Innovative coating for blood vessels reduces rejection of transplanted organs

August 09, 2021

An international team led by researchers from UBC and SFU have developed a promising new biotechnology that could reduce and even eradicate the need for life-long immunosuppressants for organ transplant recipients.

Until now, the success of transplants has largely rested on the efficacy of immune suppressing drugs that are given systemically, which counter the body’s rejection of a foreign object, but have serious side effects throughout the body. 

Jayachandran Kizhakkedathu, a professor in the Department of Pathology and Laboratory Medicine at UBC, and his team have developed a polymer that prevents the immune system from rejecting a transplanted organ. The polymer can be confined to the blood vessels in a transplanted organ, with no systemic impacts.

SFU’s team, led by Molecular Biology and Biochemistry professor Jonathan Choy, tested the efficacy of this new protective coating with positive results. The collaborative research is published today in the journal Nature Biomedical Engineering.

 “Blood vessels in our organs are protected with a coating of a special type of sugars that direct the immune system’s reaction, but in the process of procuring organs for transplantation, this protective coating on the blood vessels is damaged, which triggers rejection of the transplant,” explains Kizhakkedathu.

Working with PhD candidates Erika Siren and Daniel Luo at the Centre for Blood Research and Chemistry and UBC Chemistry Professor Stephen Withers, the team was able to synthesize the sugars and developed chemistry to “paint” the blood vessels of the new organ with a new polymer-based protective coating during organ storage prior to transplant.

The new coating camouflages the damage created when the new organ is procured which, in turn, stops the body from triggering an immune response. “The coating allowed us to fortify  the organ’s local immunosuppressive properties, which can potentially reduce the amount of post-implant immunosuppressants needed for patients,” Kizhakkedathu says.

Siren had just started her PhD with Kizhakkedathu when she started thinking about how cell surface engineering—the modification of cell surfaces to enhance its functionality—could apply to her research.

“I remember visiting a lab at B.C. Transplant and seeing an organ sitting in a solution and thinking, here’s a perfect window to engineer something right. There aren’t a lot of situations where you’ve got this beautiful four-hour window where the organ is outside the body, and you can directly engineer it for therapeutic benefit,” she says.

Once the team ascertained that their polymer did support immunosuppressing capabilities, they turned to Choy’s lab at SFU. 

With the help of microsurgeon Winnie Enns at SFU, Choy was able to paint the new coating on mouse arteries before implanting them in a new host body. Arteries that are transplanted from one mouse to another are normally rejected, but rejection was substantially diminished when the arteries were coated with the polymer.

“We were amazed by the ability of this new technology to prevent rejection in our studies. To be honest, the level of protection was unexpected,” Choy says.

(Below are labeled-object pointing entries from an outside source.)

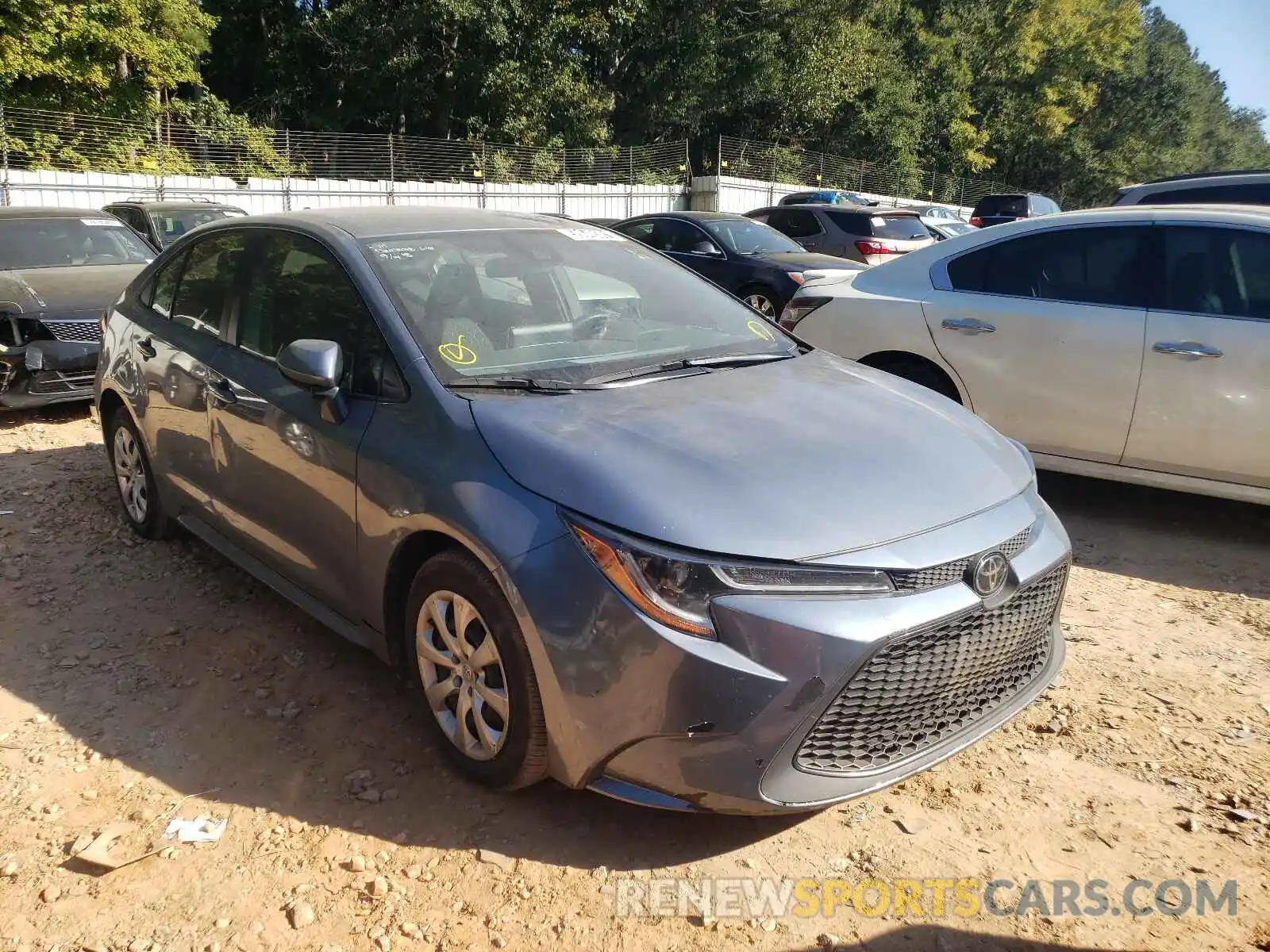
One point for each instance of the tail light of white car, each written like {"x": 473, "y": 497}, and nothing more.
{"x": 798, "y": 309}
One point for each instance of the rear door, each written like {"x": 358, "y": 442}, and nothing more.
{"x": 286, "y": 470}
{"x": 173, "y": 347}
{"x": 1206, "y": 378}
{"x": 1045, "y": 333}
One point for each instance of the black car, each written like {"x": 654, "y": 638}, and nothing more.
{"x": 163, "y": 222}
{"x": 997, "y": 209}
{"x": 752, "y": 260}
{"x": 60, "y": 270}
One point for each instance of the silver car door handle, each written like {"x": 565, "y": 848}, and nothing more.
{"x": 968, "y": 325}
{"x": 1185, "y": 348}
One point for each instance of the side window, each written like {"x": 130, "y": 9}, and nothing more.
{"x": 641, "y": 232}
{"x": 298, "y": 290}
{"x": 800, "y": 222}
{"x": 1251, "y": 194}
{"x": 207, "y": 282}
{"x": 1217, "y": 271}
{"x": 1081, "y": 266}
{"x": 163, "y": 289}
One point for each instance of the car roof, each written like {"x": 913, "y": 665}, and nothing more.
{"x": 48, "y": 213}
{"x": 171, "y": 205}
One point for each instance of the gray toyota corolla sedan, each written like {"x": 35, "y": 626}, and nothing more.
{"x": 620, "y": 530}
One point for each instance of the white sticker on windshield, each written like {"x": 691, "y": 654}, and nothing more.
{"x": 591, "y": 235}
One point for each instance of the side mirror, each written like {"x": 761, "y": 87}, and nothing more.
{"x": 318, "y": 366}
{"x": 313, "y": 363}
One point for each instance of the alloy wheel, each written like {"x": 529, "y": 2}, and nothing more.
{"x": 463, "y": 674}
{"x": 762, "y": 304}
{"x": 130, "y": 470}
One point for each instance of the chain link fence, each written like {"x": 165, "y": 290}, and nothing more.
{"x": 770, "y": 163}
{"x": 168, "y": 152}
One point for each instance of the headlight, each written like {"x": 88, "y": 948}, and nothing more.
{"x": 798, "y": 309}
{"x": 676, "y": 589}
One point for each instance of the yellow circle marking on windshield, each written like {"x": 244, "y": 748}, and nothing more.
{"x": 760, "y": 330}
{"x": 457, "y": 352}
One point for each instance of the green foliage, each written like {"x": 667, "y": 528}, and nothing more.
{"x": 1070, "y": 97}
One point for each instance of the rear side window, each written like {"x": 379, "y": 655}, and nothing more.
{"x": 1001, "y": 206}
{"x": 1217, "y": 271}
{"x": 899, "y": 228}
{"x": 1083, "y": 266}
{"x": 1250, "y": 194}
{"x": 207, "y": 282}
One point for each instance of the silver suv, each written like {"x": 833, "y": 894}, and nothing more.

Kizhakkedathu and Choy are hopeful that this breakthrough will improve quality of life for transplant patients by reducing their reliance on immunosuppressive drugs, and improve the lifespan of transplanted organs, which typically last for about five years.  The researchers recognize that clinical trials in humans could be several years away.

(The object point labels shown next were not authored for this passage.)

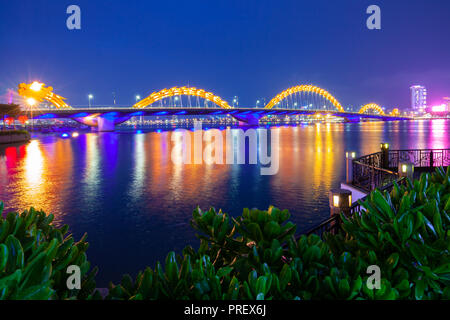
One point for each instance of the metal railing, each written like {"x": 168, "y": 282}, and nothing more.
{"x": 333, "y": 223}
{"x": 370, "y": 173}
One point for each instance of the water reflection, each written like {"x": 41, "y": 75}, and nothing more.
{"x": 127, "y": 194}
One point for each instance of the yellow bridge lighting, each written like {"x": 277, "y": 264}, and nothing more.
{"x": 39, "y": 92}
{"x": 178, "y": 91}
{"x": 31, "y": 102}
{"x": 304, "y": 88}
{"x": 371, "y": 106}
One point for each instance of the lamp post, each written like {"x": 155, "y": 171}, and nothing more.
{"x": 90, "y": 97}
{"x": 31, "y": 103}
{"x": 405, "y": 169}
{"x": 340, "y": 202}
{"x": 349, "y": 157}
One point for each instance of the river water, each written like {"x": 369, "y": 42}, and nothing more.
{"x": 123, "y": 189}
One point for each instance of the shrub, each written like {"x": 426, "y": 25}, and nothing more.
{"x": 34, "y": 256}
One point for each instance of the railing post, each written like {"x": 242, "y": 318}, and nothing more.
{"x": 340, "y": 201}
{"x": 349, "y": 156}
{"x": 406, "y": 169}
{"x": 385, "y": 155}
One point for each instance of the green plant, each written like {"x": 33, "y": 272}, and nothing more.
{"x": 34, "y": 256}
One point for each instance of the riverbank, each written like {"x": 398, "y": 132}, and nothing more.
{"x": 14, "y": 136}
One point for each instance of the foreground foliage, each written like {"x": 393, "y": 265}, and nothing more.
{"x": 404, "y": 232}
{"x": 34, "y": 256}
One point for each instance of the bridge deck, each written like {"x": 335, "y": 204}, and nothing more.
{"x": 129, "y": 111}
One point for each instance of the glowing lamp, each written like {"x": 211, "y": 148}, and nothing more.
{"x": 439, "y": 109}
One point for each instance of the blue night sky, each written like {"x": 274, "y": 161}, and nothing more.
{"x": 252, "y": 49}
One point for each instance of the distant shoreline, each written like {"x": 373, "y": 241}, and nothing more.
{"x": 14, "y": 136}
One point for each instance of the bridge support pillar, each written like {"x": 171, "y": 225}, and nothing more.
{"x": 105, "y": 124}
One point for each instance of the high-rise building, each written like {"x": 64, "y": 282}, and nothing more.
{"x": 418, "y": 98}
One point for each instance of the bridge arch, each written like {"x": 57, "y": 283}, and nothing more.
{"x": 305, "y": 88}
{"x": 179, "y": 91}
{"x": 371, "y": 106}
{"x": 39, "y": 92}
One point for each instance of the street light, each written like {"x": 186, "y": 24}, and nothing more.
{"x": 90, "y": 97}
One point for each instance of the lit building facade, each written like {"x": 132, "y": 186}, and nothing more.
{"x": 418, "y": 98}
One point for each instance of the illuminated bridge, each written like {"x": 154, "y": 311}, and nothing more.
{"x": 184, "y": 101}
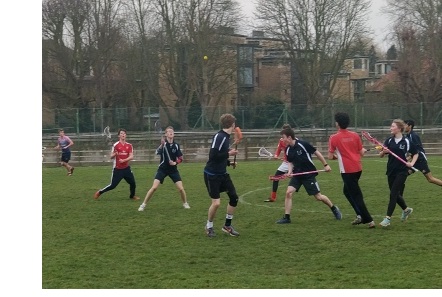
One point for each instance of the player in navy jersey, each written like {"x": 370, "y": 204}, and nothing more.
{"x": 64, "y": 143}
{"x": 299, "y": 156}
{"x": 422, "y": 161}
{"x": 397, "y": 171}
{"x": 122, "y": 154}
{"x": 217, "y": 179}
{"x": 171, "y": 156}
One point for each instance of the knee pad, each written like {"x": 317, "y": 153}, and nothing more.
{"x": 233, "y": 199}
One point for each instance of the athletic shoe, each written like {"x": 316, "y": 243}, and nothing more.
{"x": 371, "y": 225}
{"x": 210, "y": 232}
{"x": 337, "y": 213}
{"x": 385, "y": 222}
{"x": 357, "y": 221}
{"x": 284, "y": 220}
{"x": 230, "y": 230}
{"x": 406, "y": 213}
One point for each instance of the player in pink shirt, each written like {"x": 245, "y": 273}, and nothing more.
{"x": 282, "y": 169}
{"x": 122, "y": 154}
{"x": 346, "y": 147}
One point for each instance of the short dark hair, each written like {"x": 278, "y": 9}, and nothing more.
{"x": 409, "y": 123}
{"x": 226, "y": 120}
{"x": 342, "y": 119}
{"x": 288, "y": 132}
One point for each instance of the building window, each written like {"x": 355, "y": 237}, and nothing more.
{"x": 245, "y": 76}
{"x": 245, "y": 54}
{"x": 360, "y": 64}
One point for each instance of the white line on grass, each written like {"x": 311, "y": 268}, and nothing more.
{"x": 272, "y": 205}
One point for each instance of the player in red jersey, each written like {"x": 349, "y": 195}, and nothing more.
{"x": 346, "y": 147}
{"x": 282, "y": 169}
{"x": 122, "y": 154}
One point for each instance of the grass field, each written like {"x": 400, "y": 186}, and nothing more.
{"x": 109, "y": 244}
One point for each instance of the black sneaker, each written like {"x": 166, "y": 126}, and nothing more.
{"x": 337, "y": 213}
{"x": 357, "y": 221}
{"x": 284, "y": 220}
{"x": 210, "y": 232}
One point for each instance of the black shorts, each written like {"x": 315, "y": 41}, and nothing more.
{"x": 308, "y": 181}
{"x": 65, "y": 156}
{"x": 216, "y": 184}
{"x": 422, "y": 166}
{"x": 161, "y": 175}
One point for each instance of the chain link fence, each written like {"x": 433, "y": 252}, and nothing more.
{"x": 265, "y": 116}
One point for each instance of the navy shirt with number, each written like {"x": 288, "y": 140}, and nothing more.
{"x": 300, "y": 155}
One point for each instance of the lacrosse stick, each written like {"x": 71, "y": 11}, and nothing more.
{"x": 263, "y": 152}
{"x": 160, "y": 131}
{"x": 238, "y": 138}
{"x": 284, "y": 176}
{"x": 370, "y": 138}
{"x": 376, "y": 148}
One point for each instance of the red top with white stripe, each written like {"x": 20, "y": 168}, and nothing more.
{"x": 281, "y": 148}
{"x": 347, "y": 146}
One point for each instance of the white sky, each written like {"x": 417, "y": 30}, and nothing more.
{"x": 377, "y": 20}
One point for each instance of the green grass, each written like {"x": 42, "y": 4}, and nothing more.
{"x": 109, "y": 244}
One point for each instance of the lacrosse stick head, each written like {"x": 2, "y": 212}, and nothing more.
{"x": 238, "y": 135}
{"x": 158, "y": 128}
{"x": 106, "y": 132}
{"x": 263, "y": 152}
{"x": 370, "y": 138}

 “Additional studies using clinically relevant animal models with a similar immunological landscape to humans are needed in order to assess the full magnitude of this cell surface engineering approach,” Kizhakkedathu says.

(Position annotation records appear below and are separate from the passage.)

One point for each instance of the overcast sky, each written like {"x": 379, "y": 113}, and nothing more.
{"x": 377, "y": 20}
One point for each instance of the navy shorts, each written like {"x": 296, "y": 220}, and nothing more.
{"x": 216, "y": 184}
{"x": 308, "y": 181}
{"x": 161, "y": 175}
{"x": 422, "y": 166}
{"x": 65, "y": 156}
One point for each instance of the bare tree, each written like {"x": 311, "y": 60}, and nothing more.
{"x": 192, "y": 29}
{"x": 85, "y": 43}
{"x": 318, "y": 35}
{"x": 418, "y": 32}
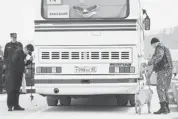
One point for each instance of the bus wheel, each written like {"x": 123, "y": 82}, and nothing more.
{"x": 51, "y": 101}
{"x": 65, "y": 101}
{"x": 122, "y": 101}
{"x": 132, "y": 103}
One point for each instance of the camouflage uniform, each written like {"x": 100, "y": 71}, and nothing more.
{"x": 162, "y": 65}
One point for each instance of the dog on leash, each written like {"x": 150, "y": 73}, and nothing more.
{"x": 143, "y": 96}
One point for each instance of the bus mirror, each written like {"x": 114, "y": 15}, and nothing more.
{"x": 147, "y": 23}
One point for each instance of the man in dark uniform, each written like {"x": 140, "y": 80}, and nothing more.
{"x": 15, "y": 69}
{"x": 10, "y": 47}
{"x": 162, "y": 65}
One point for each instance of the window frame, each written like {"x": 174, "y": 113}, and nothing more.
{"x": 85, "y": 19}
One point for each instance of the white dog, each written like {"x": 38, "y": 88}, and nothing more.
{"x": 143, "y": 96}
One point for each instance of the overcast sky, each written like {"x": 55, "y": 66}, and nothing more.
{"x": 17, "y": 16}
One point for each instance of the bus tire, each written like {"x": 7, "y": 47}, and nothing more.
{"x": 51, "y": 101}
{"x": 122, "y": 101}
{"x": 65, "y": 101}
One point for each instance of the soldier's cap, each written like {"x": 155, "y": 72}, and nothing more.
{"x": 13, "y": 34}
{"x": 154, "y": 40}
{"x": 30, "y": 47}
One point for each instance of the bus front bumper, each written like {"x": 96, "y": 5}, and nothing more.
{"x": 87, "y": 89}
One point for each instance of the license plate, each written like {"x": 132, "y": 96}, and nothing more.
{"x": 85, "y": 69}
{"x": 53, "y": 2}
{"x": 58, "y": 12}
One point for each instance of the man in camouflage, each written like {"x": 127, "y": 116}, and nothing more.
{"x": 162, "y": 65}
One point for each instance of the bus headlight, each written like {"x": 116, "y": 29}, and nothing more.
{"x": 118, "y": 69}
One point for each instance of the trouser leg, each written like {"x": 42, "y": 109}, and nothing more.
{"x": 10, "y": 99}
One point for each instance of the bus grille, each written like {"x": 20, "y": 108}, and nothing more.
{"x": 85, "y": 55}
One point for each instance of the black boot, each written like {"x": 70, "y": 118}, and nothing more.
{"x": 9, "y": 108}
{"x": 167, "y": 105}
{"x": 18, "y": 108}
{"x": 163, "y": 109}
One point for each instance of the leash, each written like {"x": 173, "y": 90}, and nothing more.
{"x": 31, "y": 94}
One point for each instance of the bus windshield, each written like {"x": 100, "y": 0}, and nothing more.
{"x": 80, "y": 9}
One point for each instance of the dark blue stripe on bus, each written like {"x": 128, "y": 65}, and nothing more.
{"x": 86, "y": 81}
{"x": 57, "y": 30}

“We also need to better understand how this technology is inhibiting the immune system in order to translate the findings appropriately,” Choy adds.

The researchers are optimistic that the procedure could work equally well on lungs, hearts and other organs—good news to the country’s prospective organ donor recipients. In 2019, more than 3,000 Canadians underwent organ transplantation with the aim of averting end-stage organ failure.

The research was supported by CIHR, NSERC, UBC, SFU, the Heart and Stroke Foundation of Canada, GlycoNet and the Michael Smith Foundation for Health Research.